Vulcan!
- Author: Kathleen Sky
- Cover artist: Bob Larkin
- Language: English
- Subject: Star Trek
- Genre: Science fiction
- Publisher: Bantam Books
- Publication date: September 1978
- Publication place: United States
- Media type: Print (Paperback)
- Pages: 175
- ISBN: 0-553-12137-5
- Preceded by: Planet of Judgment
- Followed by: The Starless World

= Vulcan! =

1978 novel by Kathleen Sky

Vulcan! (1978) is a science fiction novel by American writer Kathleen Sky, a tie-in of Star Trek: The Original Series. The book is an adaptation of an unproduced spec script by Sky.

== Production ==
Kathleen Sky submitted a spec script to the producers Star Trek during the production the show's third season. She was informed the script might be produced the following season. However, the series was cancelled late in the third season's production.

Editors at Bantam Books recruited Sky to contribute a Star Trek tie-in novel sometime after 1976. She opted to adapt her unproduced script. David Gerrold, the writer of the episode "The Trouble with Tribbles", wrote a foreword to the novel. Sky's husband, Stephen Goldin, also wrote the tie-in novel Trek to Madworld, also published by Bantam.

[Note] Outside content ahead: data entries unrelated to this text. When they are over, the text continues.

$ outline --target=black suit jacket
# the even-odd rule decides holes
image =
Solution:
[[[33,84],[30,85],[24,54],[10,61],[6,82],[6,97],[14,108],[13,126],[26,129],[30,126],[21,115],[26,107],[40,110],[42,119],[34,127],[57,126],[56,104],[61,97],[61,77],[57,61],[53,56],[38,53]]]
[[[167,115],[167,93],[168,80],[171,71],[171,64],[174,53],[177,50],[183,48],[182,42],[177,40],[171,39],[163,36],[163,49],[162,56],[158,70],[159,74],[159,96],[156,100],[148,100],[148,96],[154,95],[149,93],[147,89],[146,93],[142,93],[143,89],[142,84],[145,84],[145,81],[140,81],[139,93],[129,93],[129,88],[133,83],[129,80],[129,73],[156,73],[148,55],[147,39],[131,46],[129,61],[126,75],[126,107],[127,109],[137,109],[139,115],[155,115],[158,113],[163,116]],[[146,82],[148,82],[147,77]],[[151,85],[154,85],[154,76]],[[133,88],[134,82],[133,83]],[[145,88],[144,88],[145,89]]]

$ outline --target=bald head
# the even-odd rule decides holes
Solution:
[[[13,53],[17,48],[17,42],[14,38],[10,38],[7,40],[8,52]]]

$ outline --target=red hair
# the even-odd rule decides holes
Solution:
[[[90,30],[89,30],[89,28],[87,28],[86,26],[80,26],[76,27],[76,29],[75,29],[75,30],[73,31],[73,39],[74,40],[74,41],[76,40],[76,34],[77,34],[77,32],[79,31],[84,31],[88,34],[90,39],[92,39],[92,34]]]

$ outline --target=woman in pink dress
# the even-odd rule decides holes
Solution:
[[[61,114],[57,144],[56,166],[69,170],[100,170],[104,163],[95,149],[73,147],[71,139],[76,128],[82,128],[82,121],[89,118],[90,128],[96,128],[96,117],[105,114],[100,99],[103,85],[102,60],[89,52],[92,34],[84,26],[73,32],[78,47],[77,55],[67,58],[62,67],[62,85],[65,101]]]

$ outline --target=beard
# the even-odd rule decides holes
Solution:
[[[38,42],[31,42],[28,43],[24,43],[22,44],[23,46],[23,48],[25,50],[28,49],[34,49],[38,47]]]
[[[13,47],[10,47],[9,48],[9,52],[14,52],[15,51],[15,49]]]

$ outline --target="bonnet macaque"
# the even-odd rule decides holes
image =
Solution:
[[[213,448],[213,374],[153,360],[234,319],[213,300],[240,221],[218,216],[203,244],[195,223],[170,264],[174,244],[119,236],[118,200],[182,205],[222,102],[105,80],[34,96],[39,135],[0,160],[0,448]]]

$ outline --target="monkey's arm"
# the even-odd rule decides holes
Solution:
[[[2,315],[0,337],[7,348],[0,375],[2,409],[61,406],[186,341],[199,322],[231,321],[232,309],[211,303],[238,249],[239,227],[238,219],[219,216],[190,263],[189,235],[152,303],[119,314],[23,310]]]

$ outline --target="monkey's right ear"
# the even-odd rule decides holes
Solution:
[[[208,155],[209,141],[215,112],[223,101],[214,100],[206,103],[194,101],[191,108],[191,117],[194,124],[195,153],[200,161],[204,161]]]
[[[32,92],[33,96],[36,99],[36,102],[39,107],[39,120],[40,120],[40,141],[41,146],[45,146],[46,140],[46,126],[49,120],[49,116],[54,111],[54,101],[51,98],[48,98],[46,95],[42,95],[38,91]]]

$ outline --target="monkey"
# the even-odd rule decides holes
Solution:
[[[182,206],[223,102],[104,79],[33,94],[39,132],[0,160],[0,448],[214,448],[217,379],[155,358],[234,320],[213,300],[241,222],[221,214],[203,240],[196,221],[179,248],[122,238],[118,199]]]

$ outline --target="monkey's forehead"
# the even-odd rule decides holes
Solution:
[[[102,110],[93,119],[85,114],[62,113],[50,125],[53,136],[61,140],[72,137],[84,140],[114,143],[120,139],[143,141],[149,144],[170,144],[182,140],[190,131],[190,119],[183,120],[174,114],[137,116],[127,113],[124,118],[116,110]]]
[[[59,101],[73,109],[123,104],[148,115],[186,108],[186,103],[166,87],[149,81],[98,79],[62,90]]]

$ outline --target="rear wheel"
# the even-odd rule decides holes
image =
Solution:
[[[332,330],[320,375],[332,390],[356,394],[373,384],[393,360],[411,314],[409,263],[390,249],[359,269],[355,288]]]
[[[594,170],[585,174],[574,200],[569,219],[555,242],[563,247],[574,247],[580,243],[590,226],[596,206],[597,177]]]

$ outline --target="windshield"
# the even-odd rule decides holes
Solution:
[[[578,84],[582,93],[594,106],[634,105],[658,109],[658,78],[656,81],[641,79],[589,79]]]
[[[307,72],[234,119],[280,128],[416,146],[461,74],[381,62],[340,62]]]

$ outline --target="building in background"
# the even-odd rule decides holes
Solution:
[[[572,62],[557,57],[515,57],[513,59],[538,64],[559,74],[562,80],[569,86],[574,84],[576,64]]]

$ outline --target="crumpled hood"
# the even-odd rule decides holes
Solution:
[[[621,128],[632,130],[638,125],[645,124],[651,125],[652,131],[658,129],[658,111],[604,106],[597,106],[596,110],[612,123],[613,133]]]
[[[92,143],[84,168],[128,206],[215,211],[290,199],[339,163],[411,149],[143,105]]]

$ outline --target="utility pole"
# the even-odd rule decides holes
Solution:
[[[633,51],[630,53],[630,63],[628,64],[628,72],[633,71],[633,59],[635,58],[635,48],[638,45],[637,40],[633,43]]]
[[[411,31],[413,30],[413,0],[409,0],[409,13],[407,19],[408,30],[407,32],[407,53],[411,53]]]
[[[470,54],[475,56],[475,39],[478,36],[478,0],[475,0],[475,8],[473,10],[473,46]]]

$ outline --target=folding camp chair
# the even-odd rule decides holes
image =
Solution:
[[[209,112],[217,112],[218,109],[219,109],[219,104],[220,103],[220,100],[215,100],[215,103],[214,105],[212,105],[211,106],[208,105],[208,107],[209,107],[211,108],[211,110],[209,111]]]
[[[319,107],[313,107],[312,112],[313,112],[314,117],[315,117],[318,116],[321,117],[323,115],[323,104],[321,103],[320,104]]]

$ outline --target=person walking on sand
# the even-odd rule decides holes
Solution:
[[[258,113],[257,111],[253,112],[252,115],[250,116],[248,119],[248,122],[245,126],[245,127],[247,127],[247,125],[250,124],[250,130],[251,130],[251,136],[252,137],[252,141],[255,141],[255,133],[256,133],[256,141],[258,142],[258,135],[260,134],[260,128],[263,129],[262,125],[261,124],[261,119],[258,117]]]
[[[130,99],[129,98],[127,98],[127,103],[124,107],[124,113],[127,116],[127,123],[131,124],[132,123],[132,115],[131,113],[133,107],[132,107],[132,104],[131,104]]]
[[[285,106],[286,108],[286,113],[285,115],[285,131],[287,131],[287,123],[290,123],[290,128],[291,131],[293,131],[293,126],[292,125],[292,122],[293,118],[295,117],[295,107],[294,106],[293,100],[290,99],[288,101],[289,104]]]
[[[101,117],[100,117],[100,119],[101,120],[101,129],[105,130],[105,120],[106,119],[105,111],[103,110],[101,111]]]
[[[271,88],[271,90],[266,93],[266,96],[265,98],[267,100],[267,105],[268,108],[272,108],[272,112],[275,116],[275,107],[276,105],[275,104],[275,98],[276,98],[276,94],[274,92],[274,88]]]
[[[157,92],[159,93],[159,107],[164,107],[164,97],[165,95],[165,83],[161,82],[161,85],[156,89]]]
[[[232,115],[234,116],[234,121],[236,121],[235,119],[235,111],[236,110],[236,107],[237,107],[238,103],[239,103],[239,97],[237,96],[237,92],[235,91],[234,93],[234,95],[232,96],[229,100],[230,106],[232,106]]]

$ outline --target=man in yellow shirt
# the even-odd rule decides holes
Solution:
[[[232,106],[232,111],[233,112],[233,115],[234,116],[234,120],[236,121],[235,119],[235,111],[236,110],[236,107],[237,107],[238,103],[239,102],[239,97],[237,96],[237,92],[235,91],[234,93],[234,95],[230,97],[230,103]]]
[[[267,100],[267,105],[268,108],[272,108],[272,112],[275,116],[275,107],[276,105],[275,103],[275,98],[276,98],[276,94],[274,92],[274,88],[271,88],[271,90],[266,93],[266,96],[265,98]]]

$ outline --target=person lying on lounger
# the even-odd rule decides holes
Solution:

As of 2008, a first edition copy of Vulcan! was valued up to .

== Plot summary ==
Ion storms have caused the boundaries of the Neutral Zone between the Federation and Romulans to shift. The planet Arachne IV, inhabited by a strange ant-like race, could be lost to the Federation due to the changes in space. However, Mr. Spock goes on a death-defying assignment into a war of ant-like creatures along with a scientist who dislikes Vulcans.

== Reception ==
A bibliographic note in the December 1979 edition of Science Fiction and Fantasy Book Review explained that "Sky ascribes more emotion to Spock than is logical under the circumstances [of the plot]".